Baidykle Filmas -
Though the term is Lithuanian, the phenomenon is global. Consider:
In each case, fear is not an end but a tool. The baidykle filmas asks: “What do you want the audience to be afraid of, and what will they do because of that fear?” baidykle filmas
If you are looking for a newer Lithuanian horror film that has recently gained attention, you might be thinking of the 2023 historical horror film "Velnias" (directed by Aidas Zubovas), which is often discussed in the same context as "Baidyklės" (scary movies). Though the term is Lithuanian, the phenomenon is global
Long before the term baidykle filmas, early Soviet cinema under Lenin and Stalin produced what might be called scarecrow films. The Strike (1925, Eisenstein) uses montage to turn factory owners into monstrous caricatures, while The Fall of Berlin (1949, Chiaureli) paints Nazis as subhuman scarecrows — not to explore fascism but to frighten Soviet citizens into vigilance and sacrifice. In each case, fear is not an end but a tool
In Lithuania during the Soviet occupation (1944–1990), Russian-language films were dubbed or subtitled to serve the same purpose. Anti-Western propaganda films depicted America as a land of gangsters and moral decay — a scarecrow standing opposite the Soviet “garden” of collective harmony.

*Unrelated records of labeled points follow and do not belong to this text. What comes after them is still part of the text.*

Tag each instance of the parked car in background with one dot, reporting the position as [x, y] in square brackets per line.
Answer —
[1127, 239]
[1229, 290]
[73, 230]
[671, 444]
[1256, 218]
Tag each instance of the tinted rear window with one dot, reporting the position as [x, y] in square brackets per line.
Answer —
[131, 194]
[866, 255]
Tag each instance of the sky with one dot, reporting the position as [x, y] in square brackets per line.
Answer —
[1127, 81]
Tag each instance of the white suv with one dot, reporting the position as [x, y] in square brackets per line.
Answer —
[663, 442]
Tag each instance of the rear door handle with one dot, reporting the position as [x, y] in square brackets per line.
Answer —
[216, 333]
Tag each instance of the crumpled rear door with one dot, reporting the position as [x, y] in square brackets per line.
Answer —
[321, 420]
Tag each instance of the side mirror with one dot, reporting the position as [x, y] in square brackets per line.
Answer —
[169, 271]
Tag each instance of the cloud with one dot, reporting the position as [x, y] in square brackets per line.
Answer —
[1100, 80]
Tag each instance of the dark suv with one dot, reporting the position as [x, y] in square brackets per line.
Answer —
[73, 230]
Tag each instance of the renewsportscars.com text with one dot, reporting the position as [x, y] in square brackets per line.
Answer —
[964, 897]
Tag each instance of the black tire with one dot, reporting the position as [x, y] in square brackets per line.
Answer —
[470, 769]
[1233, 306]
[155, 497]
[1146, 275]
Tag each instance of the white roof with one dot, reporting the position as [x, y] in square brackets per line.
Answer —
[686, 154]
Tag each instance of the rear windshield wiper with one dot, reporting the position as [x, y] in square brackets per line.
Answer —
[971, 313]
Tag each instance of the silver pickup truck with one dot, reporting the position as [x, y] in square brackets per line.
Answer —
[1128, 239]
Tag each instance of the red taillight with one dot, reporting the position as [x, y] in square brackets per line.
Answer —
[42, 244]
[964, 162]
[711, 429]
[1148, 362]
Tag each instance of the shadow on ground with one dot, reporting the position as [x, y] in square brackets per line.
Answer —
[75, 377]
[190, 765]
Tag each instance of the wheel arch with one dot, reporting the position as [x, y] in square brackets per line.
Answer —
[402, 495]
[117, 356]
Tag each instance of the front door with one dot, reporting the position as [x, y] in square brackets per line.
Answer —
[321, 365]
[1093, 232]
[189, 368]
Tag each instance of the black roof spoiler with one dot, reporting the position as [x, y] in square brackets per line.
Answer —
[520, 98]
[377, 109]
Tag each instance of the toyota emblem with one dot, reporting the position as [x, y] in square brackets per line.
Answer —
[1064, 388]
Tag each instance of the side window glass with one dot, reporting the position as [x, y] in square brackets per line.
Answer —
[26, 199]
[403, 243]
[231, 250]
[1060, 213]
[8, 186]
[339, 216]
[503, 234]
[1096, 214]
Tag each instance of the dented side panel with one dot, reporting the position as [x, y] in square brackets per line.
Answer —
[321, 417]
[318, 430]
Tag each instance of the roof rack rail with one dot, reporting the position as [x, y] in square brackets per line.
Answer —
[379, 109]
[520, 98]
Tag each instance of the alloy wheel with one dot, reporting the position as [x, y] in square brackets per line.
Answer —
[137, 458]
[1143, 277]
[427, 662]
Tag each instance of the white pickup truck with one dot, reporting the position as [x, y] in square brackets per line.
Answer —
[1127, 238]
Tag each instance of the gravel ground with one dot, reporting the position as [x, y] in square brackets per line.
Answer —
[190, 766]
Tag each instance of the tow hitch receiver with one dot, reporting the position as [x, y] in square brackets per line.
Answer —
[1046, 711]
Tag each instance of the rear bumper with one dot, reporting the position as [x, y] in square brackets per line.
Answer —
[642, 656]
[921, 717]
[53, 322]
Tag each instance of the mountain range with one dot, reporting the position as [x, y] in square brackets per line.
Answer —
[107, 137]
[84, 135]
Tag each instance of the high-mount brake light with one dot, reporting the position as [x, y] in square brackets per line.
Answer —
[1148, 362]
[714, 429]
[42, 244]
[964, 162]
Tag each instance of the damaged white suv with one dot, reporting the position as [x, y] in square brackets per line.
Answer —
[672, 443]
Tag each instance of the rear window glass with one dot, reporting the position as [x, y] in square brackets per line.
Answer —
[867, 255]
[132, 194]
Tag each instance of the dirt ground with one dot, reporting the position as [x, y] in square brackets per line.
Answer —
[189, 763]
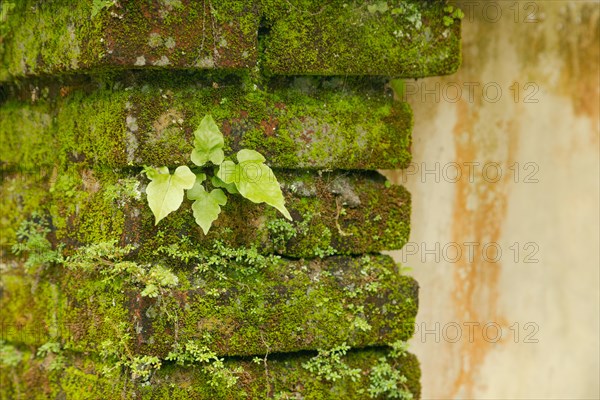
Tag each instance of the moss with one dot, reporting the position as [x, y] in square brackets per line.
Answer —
[285, 377]
[233, 307]
[392, 38]
[132, 34]
[334, 213]
[407, 39]
[150, 119]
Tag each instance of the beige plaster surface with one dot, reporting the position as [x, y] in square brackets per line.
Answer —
[523, 324]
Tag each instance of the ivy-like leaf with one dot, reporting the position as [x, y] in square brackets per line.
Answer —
[165, 192]
[254, 180]
[208, 143]
[230, 187]
[207, 206]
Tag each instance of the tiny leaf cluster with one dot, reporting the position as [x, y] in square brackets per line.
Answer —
[250, 177]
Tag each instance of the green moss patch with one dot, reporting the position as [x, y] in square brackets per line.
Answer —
[234, 302]
[333, 213]
[410, 39]
[149, 120]
[94, 35]
[279, 377]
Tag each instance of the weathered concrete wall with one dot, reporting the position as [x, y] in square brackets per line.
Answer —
[100, 300]
[553, 281]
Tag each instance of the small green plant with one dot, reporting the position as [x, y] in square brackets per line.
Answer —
[250, 177]
[99, 5]
[107, 259]
[328, 365]
[9, 355]
[452, 14]
[33, 241]
[193, 354]
[52, 351]
[385, 379]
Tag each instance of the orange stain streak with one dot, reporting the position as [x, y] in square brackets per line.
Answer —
[476, 293]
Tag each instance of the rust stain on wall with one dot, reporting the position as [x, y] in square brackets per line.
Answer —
[479, 209]
[580, 45]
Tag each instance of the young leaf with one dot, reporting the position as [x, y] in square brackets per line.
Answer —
[254, 180]
[230, 187]
[207, 206]
[165, 192]
[208, 143]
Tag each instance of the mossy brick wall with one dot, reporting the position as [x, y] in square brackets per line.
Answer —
[105, 87]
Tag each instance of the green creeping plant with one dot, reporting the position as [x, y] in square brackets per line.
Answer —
[250, 177]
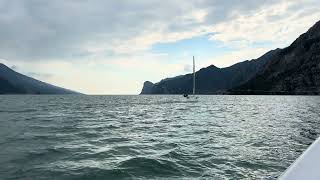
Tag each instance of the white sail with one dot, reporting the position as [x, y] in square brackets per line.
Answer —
[194, 77]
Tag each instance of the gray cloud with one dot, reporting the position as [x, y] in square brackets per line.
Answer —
[70, 29]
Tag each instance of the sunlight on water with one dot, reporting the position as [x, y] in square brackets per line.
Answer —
[121, 137]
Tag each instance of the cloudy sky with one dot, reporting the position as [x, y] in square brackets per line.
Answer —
[112, 47]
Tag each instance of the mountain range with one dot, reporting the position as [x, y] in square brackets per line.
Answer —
[12, 82]
[292, 70]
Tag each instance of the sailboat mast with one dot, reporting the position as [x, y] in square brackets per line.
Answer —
[194, 77]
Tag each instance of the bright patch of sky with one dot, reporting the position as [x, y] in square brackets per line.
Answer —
[112, 47]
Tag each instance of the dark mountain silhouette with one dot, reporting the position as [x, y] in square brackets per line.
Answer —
[12, 82]
[210, 80]
[293, 70]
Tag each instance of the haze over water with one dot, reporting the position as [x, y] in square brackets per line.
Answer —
[152, 137]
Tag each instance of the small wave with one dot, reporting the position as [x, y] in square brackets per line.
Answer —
[142, 166]
[18, 111]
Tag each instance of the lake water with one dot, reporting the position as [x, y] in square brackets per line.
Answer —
[154, 137]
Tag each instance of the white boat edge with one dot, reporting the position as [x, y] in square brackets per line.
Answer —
[307, 166]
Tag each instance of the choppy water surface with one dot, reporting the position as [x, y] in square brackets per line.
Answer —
[154, 137]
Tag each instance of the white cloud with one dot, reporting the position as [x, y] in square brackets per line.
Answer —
[102, 47]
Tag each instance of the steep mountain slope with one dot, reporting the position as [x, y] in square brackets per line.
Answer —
[294, 70]
[210, 80]
[12, 82]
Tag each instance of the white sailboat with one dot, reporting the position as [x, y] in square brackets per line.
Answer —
[194, 81]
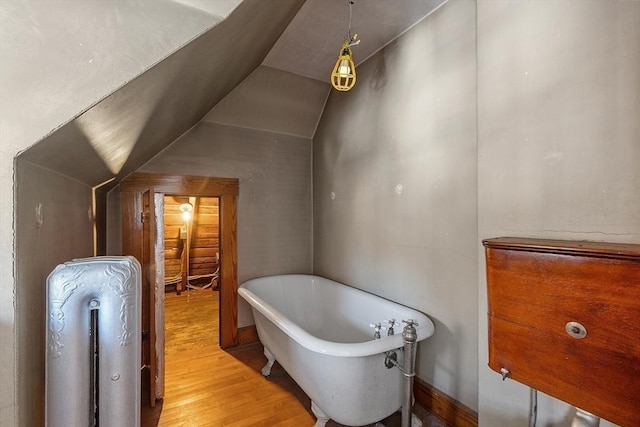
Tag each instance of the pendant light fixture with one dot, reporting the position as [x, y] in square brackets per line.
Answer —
[343, 76]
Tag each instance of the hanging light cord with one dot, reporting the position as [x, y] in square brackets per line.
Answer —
[352, 40]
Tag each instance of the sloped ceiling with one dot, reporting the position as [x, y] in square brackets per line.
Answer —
[310, 45]
[126, 129]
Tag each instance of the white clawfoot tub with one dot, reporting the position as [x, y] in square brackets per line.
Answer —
[319, 331]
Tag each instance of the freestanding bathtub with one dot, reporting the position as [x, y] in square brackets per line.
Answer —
[320, 332]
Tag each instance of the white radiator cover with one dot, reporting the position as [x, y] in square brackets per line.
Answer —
[112, 285]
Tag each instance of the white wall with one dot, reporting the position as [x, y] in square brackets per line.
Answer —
[559, 145]
[395, 188]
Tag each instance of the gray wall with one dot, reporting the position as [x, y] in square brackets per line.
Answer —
[559, 144]
[66, 233]
[395, 188]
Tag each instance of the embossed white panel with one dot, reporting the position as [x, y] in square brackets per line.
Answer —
[112, 286]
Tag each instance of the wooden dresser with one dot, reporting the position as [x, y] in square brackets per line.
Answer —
[564, 318]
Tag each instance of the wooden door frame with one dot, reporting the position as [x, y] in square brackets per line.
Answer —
[227, 190]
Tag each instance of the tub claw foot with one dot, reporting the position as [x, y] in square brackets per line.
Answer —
[266, 369]
[415, 421]
[321, 417]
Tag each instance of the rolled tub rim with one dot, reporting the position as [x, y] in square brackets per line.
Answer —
[424, 330]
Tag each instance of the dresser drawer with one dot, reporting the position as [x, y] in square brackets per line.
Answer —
[564, 318]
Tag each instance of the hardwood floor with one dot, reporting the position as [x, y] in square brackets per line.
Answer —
[207, 386]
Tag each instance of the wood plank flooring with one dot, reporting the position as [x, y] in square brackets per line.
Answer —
[207, 386]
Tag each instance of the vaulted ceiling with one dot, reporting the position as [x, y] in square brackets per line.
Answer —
[124, 128]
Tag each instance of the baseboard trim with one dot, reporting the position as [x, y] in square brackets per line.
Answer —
[247, 335]
[449, 410]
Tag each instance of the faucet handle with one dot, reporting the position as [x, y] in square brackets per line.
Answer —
[410, 322]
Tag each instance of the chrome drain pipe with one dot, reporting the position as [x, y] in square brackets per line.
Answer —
[409, 338]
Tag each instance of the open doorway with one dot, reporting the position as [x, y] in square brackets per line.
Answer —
[139, 193]
[188, 263]
[191, 243]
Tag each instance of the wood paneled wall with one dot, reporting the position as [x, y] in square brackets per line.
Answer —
[204, 239]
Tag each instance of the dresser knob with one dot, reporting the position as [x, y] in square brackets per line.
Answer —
[576, 330]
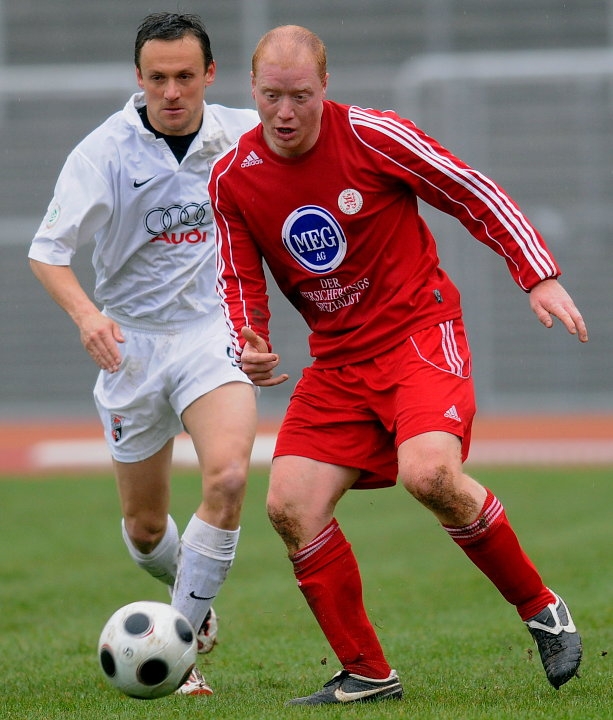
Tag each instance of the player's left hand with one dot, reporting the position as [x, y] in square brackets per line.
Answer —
[548, 299]
[258, 363]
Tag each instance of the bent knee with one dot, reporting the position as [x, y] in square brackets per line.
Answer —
[430, 484]
[145, 533]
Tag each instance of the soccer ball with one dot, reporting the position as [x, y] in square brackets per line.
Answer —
[147, 649]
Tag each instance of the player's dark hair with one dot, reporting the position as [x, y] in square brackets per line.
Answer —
[172, 26]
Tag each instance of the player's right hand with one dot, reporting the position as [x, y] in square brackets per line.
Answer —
[100, 335]
[258, 363]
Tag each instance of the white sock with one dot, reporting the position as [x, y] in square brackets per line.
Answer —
[206, 556]
[161, 563]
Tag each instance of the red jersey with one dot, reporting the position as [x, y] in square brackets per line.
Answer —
[340, 230]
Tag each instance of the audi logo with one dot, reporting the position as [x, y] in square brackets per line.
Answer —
[159, 220]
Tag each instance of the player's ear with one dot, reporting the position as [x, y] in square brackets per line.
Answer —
[209, 75]
[139, 78]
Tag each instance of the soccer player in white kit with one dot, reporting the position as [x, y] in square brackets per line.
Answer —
[137, 186]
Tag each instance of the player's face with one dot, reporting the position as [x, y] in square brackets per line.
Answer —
[174, 79]
[289, 95]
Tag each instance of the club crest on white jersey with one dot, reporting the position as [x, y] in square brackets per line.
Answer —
[314, 239]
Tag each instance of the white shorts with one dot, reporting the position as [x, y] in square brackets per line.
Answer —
[162, 372]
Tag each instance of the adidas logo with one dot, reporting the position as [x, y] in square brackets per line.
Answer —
[452, 414]
[251, 160]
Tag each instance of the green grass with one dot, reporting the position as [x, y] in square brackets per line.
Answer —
[460, 649]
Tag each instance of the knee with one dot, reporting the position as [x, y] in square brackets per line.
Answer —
[285, 522]
[145, 533]
[433, 485]
[226, 484]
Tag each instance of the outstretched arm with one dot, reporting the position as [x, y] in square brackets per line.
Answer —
[548, 298]
[258, 363]
[99, 334]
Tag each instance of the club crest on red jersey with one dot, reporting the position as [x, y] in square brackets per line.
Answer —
[314, 239]
[116, 426]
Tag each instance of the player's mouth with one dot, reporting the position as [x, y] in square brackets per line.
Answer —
[285, 132]
[173, 111]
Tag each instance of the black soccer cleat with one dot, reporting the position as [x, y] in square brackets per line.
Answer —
[346, 687]
[558, 642]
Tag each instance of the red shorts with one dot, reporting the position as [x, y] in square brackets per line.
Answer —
[357, 415]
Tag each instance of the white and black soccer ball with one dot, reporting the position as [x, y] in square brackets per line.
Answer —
[147, 649]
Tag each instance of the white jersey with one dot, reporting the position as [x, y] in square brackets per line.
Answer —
[149, 216]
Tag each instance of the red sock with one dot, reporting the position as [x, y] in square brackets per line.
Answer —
[329, 578]
[493, 547]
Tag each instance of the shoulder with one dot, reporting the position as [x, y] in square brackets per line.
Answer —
[235, 121]
[239, 149]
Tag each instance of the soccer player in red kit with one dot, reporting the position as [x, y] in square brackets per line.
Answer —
[326, 194]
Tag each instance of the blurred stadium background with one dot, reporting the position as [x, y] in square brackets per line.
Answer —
[521, 89]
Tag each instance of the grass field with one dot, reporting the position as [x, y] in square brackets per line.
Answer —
[460, 650]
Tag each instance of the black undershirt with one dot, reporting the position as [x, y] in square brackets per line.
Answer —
[178, 144]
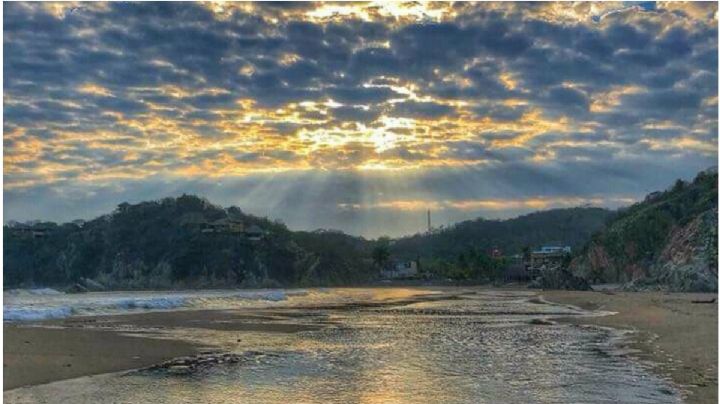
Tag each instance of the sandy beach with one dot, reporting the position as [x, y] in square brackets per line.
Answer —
[670, 330]
[678, 335]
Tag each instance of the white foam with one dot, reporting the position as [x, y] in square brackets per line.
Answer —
[43, 304]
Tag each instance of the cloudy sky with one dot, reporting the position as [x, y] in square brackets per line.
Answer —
[354, 116]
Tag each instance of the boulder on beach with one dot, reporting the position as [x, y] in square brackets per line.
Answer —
[559, 279]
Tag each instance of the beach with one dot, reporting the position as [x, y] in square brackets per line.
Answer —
[671, 331]
[677, 335]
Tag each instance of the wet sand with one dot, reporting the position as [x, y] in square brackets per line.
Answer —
[36, 355]
[63, 349]
[679, 336]
[673, 332]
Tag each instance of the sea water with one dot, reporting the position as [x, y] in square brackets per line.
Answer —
[469, 347]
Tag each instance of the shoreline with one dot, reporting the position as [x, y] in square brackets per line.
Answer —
[676, 337]
[669, 331]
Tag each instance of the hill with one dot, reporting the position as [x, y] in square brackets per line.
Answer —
[178, 243]
[572, 227]
[187, 242]
[667, 241]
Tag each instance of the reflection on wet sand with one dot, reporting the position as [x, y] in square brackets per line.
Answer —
[459, 347]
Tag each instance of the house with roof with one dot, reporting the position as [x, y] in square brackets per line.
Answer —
[400, 270]
[546, 258]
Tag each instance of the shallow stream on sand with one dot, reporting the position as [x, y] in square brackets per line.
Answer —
[479, 347]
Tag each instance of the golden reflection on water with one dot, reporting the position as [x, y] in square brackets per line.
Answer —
[479, 348]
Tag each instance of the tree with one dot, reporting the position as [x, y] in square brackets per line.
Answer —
[381, 252]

The baidykle filmas is neither a genre nor a value judgment but an analytical lens. It asks us to look at films not just as stories but as rhetorical acts that shape behavior through fear. In an age of algorithmic radicalization, deepfake propaganda, and viral disinformation, understanding the scarecrow film is more urgent than ever. The question is not whether a film uses fear — all films do, to some extent — but whether that fear is deployed honestly or manipulatively.
To recognize a baidykle filmas is to refuse to be frightened by the empty coat on a stick. It is to look closer, to ask: Who built this scarecrow? What garden are they protecting? And what — or who — are they willing to frighten away?